Click on the photos for a full-sized image!
 
     The difference you see between these photos is 2 days of work for a crew of 4. We are completely removing all of the exotic invasive buckthorn and honeysuckle as well as aggressive natives like sumac, prickly ash and raspberries. The biggest problem on this site are the eastern red cedars, which, though native, is well known to invade unmaintained hill prairies. A few scattered red cedars probably lived in places like that bedrock outcropping where fire couldn't get to them (there is one living right on top of the outcropping now). However, over the past 50-150 years, in the absence of fire and grazing they are able to spread rapidly across the hill prairie. All of the cedars we have cut down so far have been less than 40 years old, which makes me think that the last time this area was grazed was in the early 1970's. Or perhaps the old farmers maintained the area with spring burns up until this time to encourage a rapid green-up in the spring for grazing fodder. We are clearing about 95% of the red cedar on this site, but leaving a few for aesthetic reasons at the request of the current land owners.

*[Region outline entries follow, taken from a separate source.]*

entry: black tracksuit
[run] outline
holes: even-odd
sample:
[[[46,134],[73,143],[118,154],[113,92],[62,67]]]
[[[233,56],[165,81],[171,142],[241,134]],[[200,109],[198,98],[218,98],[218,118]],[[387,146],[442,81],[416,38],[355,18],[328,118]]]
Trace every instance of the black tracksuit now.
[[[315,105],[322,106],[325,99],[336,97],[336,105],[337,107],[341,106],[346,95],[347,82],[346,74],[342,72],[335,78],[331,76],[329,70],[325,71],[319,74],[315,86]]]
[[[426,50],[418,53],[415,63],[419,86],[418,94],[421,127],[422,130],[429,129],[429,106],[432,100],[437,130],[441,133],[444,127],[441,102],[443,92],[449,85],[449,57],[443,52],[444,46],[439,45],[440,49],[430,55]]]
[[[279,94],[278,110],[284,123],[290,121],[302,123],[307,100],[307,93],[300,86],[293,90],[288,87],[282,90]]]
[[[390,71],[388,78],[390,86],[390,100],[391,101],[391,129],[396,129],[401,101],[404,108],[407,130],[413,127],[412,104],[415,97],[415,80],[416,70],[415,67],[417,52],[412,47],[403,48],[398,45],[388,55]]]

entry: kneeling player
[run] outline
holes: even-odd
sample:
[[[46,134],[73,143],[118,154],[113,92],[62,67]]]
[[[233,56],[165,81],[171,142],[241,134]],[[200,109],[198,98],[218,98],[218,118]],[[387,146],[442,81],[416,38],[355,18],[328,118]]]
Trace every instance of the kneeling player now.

     Note also that many of the trees you see are girdled but left standing. This saves time, effort and money and also provides habitat for wildlife including a variety of insects, red-headed woodpeckers, bluebirds and other cavity nesters. We girdled or cut down all of the elm, walnut and black cherry in this area. Even though these are native species with value for wildlife, they are not a 'natural' part of this habitat type. Furthermore, we actually cut and girdled about 50% of the northern pin oak, bur oak and shagbark hickories! In most places on the landscape there are no young oaks at all. Here, there were too many, a special place indeed! By clearing some of the oaks we not only increase the light reaching the prairie plants on the ground layer, we also give the remaining oaks more growing space so they can grow faster and be healthier. We may clear more trees in the future as the restoration of this area progresses, but I always think its best to be cautious in our approach to tree thinning.

     There are many diamonds in the rough out there in the landscape like this, ready to be restored. In particular you can see a number of hill prairie remnants along the bluffs in the Black Earth Creek Watershed where this site is located. We must act soon to restore these small fragments of our prairie heritage before the prairie flora and fauna are completely lost under the shade of dense brush. Tom and Kathy Brock have had tremendous success at this at Pleasant Valley Conservancy, and so can you! Don't have your own bluff to work on? Join The Prairie Enthusiasts for their workdays, sites like Mazomainie Bluff can use all the volunteer help they can get!